BORGSTRÖM; SHOSTAKOVICH Violin Concertos

Author: 
David Gutman
BIS2366. BORGSTRÖM; SHOSTAKOVICH Violin ConcertosBORGSTRÖM; SHOSTAKOVICH Violin Concertos

BORGSTRÖM; SHOSTAKOVICH Violin Concertos

  • Concerto for Violin and Orchestra
  • Concerto for Violin and Orchestra No. 1

It was only a matter of time before Eldbjørg Hemsing, a big star in her native Norway, followed her sister Ragnhild into the commercial recording studio. Less prone to genre crossing but just as marketable, she produces a tensile, vibrant tone from her Guadagnini instrument, ideally suited to big-hearted Romantic fare. Shostakovich makes different demands and when the orchestra is Austrian, the conductor Estonian and the label Swedish we can perhaps scarcely expect the last word in timbral authenticity. Hemsing’s rendition still trumps that of Leticia Moreno, who makes a less technically secure appeal to her Spanish fanbase despite enjoying the support of Yuri Temirkanov and the St Petersburg Philharmonic Orchestra. If the Viennese can sound less than ideally involved, BIS’s bright focus on the solo violin may be partly to blame. Vibrato-heavy in her overlit opening Nocturne and similarly impassioned in the great Passacaglia movement, Hemsing is nonetheless more conventional in terms of tempo and text than Frank Peter Zimmermann on the same label. After a cadenza that generates considerable heat she is content to let the orchestra introduce the finale on its own. The blistering denouement may or may not compensate for the dearth of introspection.

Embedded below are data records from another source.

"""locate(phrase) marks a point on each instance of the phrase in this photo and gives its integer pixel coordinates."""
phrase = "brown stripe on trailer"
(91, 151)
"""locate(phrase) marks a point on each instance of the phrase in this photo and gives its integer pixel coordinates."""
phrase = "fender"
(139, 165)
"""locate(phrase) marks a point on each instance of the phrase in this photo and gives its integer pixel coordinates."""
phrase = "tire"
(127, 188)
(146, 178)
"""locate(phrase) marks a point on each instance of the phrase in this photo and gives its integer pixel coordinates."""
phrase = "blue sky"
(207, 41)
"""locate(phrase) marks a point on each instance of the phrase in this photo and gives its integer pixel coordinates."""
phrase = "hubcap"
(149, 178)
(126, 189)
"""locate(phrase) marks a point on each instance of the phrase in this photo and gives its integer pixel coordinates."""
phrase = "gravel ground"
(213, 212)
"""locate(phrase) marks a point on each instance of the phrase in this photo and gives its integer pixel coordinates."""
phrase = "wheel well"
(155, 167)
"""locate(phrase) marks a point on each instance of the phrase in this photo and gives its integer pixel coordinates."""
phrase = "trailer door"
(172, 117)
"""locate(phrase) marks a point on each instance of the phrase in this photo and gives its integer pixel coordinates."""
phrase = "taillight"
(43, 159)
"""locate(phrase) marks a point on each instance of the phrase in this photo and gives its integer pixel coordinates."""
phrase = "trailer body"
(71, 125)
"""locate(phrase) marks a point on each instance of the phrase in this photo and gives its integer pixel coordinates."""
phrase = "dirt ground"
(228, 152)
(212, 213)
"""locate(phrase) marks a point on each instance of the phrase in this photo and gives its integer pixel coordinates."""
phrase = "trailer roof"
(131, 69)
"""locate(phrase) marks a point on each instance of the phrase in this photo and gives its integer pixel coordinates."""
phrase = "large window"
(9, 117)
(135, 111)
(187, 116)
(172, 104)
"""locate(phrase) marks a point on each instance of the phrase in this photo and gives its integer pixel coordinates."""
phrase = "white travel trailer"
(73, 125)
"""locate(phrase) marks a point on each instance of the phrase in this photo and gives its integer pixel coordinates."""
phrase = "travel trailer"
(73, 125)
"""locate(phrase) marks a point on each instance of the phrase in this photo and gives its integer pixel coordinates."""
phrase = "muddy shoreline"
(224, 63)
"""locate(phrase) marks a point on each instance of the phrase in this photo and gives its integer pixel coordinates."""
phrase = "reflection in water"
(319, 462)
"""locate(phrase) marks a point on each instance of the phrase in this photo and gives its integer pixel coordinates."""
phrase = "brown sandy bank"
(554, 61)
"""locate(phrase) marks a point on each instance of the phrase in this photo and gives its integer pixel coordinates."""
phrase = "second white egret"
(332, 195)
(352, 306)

The unexpected coupling, considerably more than a makeweight and actually placed first on the disc, exerts a rather different appeal. I should mention that it dates from 1914 and has been recorded once before by an all-Scandinavian team offering more by the same composer. There are initial hints of something more harmonically adventurous (Sibelius or Strauss) but Hjalmar Borgström (1864-1925), a critic by trade, was disinclined to experiment when it came to his own music. A recorded sound that limits the kind of visceral orchestral attack needed in the Shostakovich bathes Borgström’s ultra-conservative Scandi-Bruch in an appropriate glow. It’s not music you remember much once it stops: there’s no disguising the fact that Grieg was a more potent melodist. However, with advocacy as ardent as this, the overall impression is very positive. The soloist says the concerto reminds her of home. It will strike most listeners as unwaveringly German.